Dmitrij Miedwiediew zabrał głos w sprawie możliwych scenariuszy zakończenia konfliktu w Ukrainie. Wiceprzewodniczący Rady Bezpieczeństwa Federacji Rosyjskiej odniósł się do koncepcji podziału Ukrainy, nawiązując do podziału Niemiec po II wojnie światowej. Jego zdaniem, takie rozwiązanie jest możliwe jedynie poprzez bezpośrednią aneksję resztek ziem należących do tzw. Małorusi.
Historyczna Perspektywa
Miedwiediew przypomniał o opiniach byłego specjalnego przedstawiciela Departamentu Stanu USA ds. Ukrainy, Kurta Volkera, sugerując, że po wojnie może pojawić się analogiczna sytuacja jak w Niemczech. „Historia pokazuje, że opcja niemiecka jest realistyczna jedynie w kontekście aneksji pozostałych terenów byłej Ukrainy do Federacji Rosyjskiej. To jest jasne nawet dla krytyków Rosji, jak choćby Blinken i Johnson” – ocenił polityk.

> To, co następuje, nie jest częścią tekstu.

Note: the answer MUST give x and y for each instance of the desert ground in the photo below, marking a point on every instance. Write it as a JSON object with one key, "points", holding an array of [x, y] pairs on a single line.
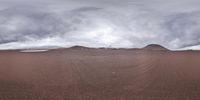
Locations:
{"points": [[100, 74]]}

Krytyka Mówi Więcej Niż Słowa
Miedwiediew skrytykował również działania przyszłego prezydenta USA, Donalda Trumpa, oraz jego doradców w kwestii zakończenia wojny. Wyraził wątpliwości co do realności pomysłów przedstawianych w mediach, wskazując, że są one jedynie działaniami PR-owymi. „Szybkie rozwiązanie konfliktu w Ukrainie jest mało prawdopodobne. Amerykańska gospodarka funkcjonuje w swoim tempie, a problem z migrantami nie przynosi żadnych spektakularnych rezultatów” – dodał Miedwiediew.
Tego Nikt Się Nie Spodziewał
Były prezydent Rosji znakomicie podsumował działania Trumpa, mówiąc o jego wirtualnych osiągnięciach, w tym o ambitnym programie, który jego zdaniem ma znamiona „kosmicznej głupoty”. W tych stwierdzeniach można dostrzec zarówno ironię, jak i krytyczną analizę polityki amerykańskiej.
Jak dalej pójdą wydarzenia na Ukrainie? Z pewnością obserwacja sytuacji będzie przyciągać uwagę nie tylko polityków, ale także społeczeństw całego świata.